A alardeada existência da liberdade de expressão é uma realidade incompleta. A liberdade de expressão não existe em sua plenitude, pois há uma série de limitações à manifestação dos pensamentos. A legislação impõe limites na medida em que se combatem, por exemplo, a apologia às drogas e o racismo. Há ainda os crimes de injúria, calúnia e difamação para colocarem um freio no ímpeto da expressão desenfreada. A imputação de um fato falso a alguém, por exemplo, com a expressão de uma mentira, é passível de punição.
Além dos limites da legislação, há a preocupação com as consequências da manifestação diante da intolerância na sociedade. É comum a diversas pessoas não externar a opinião temendo uma reação raivosa, em uma espécie de autocensura.
A intolerância envolve diversos graus, de uma simples não aceitação de um pensamento, com críticas ferrenhas, até os extremos mais absurdos como as ações terroristas na França contra o jornal satírico Charlie Hebdo.

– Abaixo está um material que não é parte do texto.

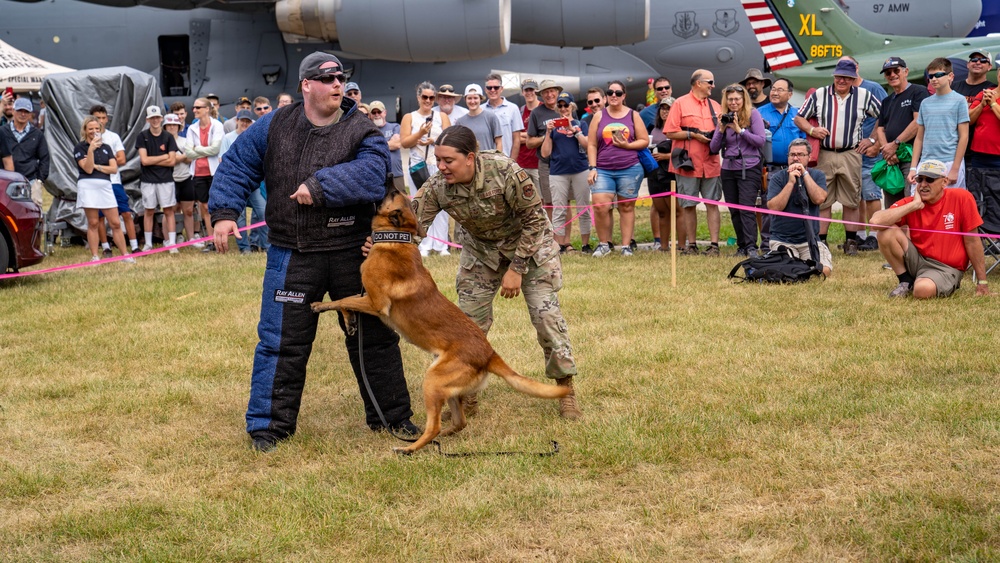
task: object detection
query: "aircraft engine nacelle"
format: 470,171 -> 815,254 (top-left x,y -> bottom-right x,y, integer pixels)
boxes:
511,0 -> 649,47
275,0 -> 510,62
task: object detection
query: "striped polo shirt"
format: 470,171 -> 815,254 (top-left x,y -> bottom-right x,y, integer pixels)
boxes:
799,84 -> 882,149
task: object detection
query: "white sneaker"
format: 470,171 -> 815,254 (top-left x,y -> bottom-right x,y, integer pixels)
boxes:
591,242 -> 612,258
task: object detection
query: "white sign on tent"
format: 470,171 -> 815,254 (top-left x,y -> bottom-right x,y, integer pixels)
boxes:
0,41 -> 73,92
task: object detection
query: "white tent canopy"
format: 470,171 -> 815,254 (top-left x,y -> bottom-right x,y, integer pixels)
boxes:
0,41 -> 73,92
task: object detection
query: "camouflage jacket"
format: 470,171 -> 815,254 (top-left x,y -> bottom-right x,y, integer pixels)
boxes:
413,151 -> 559,273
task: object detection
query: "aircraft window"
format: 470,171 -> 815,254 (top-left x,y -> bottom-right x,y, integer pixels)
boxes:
157,35 -> 191,96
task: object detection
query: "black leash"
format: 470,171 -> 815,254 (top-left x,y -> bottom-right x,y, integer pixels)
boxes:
356,288 -> 559,457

Os ataques foram uma reação contra o que os terroristas entenderam ter sido insultos a Maomé, em função de charges do profeta publicadas pelo jornal.
A Al-Qaeda assumiu a autoria, alegando ter sido uma vingança pelo mensageiro de Deus. Líderes muçulmanos da Europa, por outro lado, condenaram o ataque, classificando como ato bárbaro e uma afronta à democracia e liberdade de imprensa. Ao mesmo tempo, foi alertado sobre o perigo que sentimentos anti-islâmicos podem causar.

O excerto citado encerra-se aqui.